But Dr. Hernandez didn't come. Or at least, she didn't see his arrival to the bloody scene in the plaza. It was much later that she learned what had actually transpired. But by then, she was only peripherally aware of the cloth that was unceremoniously thrust over her nose and mouth, of the sickly sweet smell of chloroform as the soaked cloth covered her nostrils. Just as Victoria realized that the cloth meant that she was being drugged into a stupor, she felt the woozy affects of the drug wash over her. She fought the effects with flailing arms and legs, but that only caused her to take in deeper breaths of the vile substance. Her own last thought of 'I'm sorry' filtered through her mind as she slipped into unconsciousness to land in the dirt beside her husband.

When she woke with a start, Victoria ignored the headache that crashed through her skull to abruptly sit up in a bed. She had no idea where she was, or how she had gotten there.
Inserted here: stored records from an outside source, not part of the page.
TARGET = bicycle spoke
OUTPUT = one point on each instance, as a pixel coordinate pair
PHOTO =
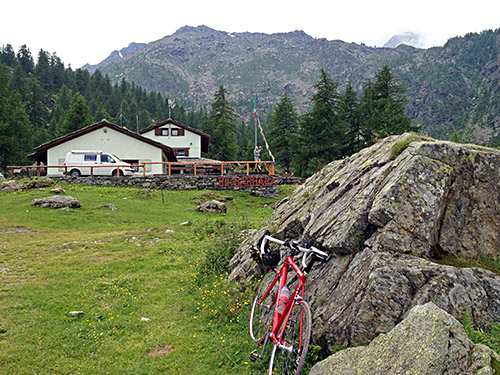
(296, 336)
(262, 313)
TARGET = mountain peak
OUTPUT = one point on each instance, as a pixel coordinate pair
(409, 38)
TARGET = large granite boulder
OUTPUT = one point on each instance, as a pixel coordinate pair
(392, 215)
(428, 342)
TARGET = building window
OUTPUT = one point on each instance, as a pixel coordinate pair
(181, 151)
(162, 132)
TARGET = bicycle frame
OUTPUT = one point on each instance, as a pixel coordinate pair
(280, 319)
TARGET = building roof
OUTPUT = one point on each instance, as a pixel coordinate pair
(205, 138)
(40, 152)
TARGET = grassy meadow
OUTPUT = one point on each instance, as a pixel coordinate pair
(119, 267)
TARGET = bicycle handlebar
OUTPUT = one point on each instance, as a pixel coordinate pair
(294, 247)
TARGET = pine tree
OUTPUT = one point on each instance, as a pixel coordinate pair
(283, 132)
(15, 128)
(383, 107)
(321, 134)
(349, 115)
(43, 70)
(77, 117)
(221, 126)
(25, 59)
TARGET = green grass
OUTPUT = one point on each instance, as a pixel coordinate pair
(119, 266)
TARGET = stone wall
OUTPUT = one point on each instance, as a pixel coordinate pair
(258, 185)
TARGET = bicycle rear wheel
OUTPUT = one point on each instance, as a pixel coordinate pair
(297, 335)
(263, 306)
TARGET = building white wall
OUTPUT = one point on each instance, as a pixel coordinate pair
(107, 140)
(188, 140)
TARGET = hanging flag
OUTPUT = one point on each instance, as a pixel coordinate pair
(265, 140)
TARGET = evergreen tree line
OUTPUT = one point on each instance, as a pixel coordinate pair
(44, 100)
(338, 124)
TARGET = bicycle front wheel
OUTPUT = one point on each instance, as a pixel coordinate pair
(261, 316)
(296, 337)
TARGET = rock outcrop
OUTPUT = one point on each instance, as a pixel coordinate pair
(392, 215)
(212, 206)
(428, 342)
(57, 201)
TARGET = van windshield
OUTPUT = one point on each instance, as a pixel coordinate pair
(107, 159)
(117, 159)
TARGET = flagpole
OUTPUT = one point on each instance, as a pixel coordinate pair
(255, 117)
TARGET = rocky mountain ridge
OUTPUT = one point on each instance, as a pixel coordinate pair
(455, 87)
(390, 215)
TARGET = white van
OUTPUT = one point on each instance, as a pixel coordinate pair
(78, 159)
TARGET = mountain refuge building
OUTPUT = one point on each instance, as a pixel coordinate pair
(160, 143)
(188, 143)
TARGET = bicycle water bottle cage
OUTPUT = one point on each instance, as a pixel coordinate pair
(271, 258)
(255, 253)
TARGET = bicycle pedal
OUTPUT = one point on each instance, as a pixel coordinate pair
(254, 356)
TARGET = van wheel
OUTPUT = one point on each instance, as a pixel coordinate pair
(74, 173)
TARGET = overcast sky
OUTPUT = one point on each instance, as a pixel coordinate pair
(88, 31)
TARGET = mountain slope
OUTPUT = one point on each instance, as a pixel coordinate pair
(455, 87)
More importantly, she didn't know what had become of her husband. But now, instead of asking for him, she could only stare wildly around, the soft dizziness and crushing head pain normal to a person waking from the dreamless dark caused by drugs making her momentarily sick. She'd gone from sleeping to waking so fast that she was instantly disoriented.

“It's alright, it's alright!” Don Alejandro's voice washed over her.

Victoria grabbed at both sides of her head and moaned.

“How are you feeling?” was his second solicitous question.

But her father-in-law's voice sounded like it was coming from far away. Instead, a buzzing sound had invaded her ears.

Oblivious, Don Alejandro went on with his explanation, “We had to drug you to get you away from Diego so that Dr. Hernandez had enough room to work on him, and Felipe carried you here.”

Victoria only groaned again in answer.

Still oblivious, Alejandro continued to soothe, “Everything is going to be fine now.” And he smiled what he hoped was a comforting grin.

But Victoria hardly felt comforted. Instead, she felt frantic as memory abruptly crashed into her. “Diego!” she yelled. At Alejandro's confused look, she added, “What happened to Diego!”

Again Alejandro's arms raised to a placating level, and his hands placed on her arms tried to force her back onto the bed. “Take it easy, Victoria, calm yourself!”

The calm that Don Alejandro was trying to enforce only made Victoria more frantic yet. “But Diego!” Why was Diego's father behaving as if things were okay when they couldn't possibly be any more wrong? Why wasn't he answering her questions?

The next thought to claim Victoria's mind calmed her as no words uttered by Don Alejandro could at this point. 'He's not answering my questions because Diego's dead.' The flatness of that mental statement rang with truth.

But a second later, Victoria noticed that Don Alejandro wasn't behaving like a bereaved father. He was instead behaving like he was in charge of calming the suddenly deranged creature that his daughter-in-law had become. And he looked like this task was not very pleasant.

“Stop!” he commanded, his fingers wrapped decisively around each of her arms. “Victoria! I'll slap you if I have to, but you must calm down!” he threatened.

The next inappropriate thought to invade Victoria's mind was that Diego wouldn't like it very well if his own father slapped his wife, and to avoid that unfortunate event, did as Alejandro had ordered and immediately grew calmer.

Alejandro's fingers that had wrapped themselves like bands of steel around her arms carefully released their tightness. “That's better,” he said, relief in his voice. “I'll tell you everything, but first you have to...”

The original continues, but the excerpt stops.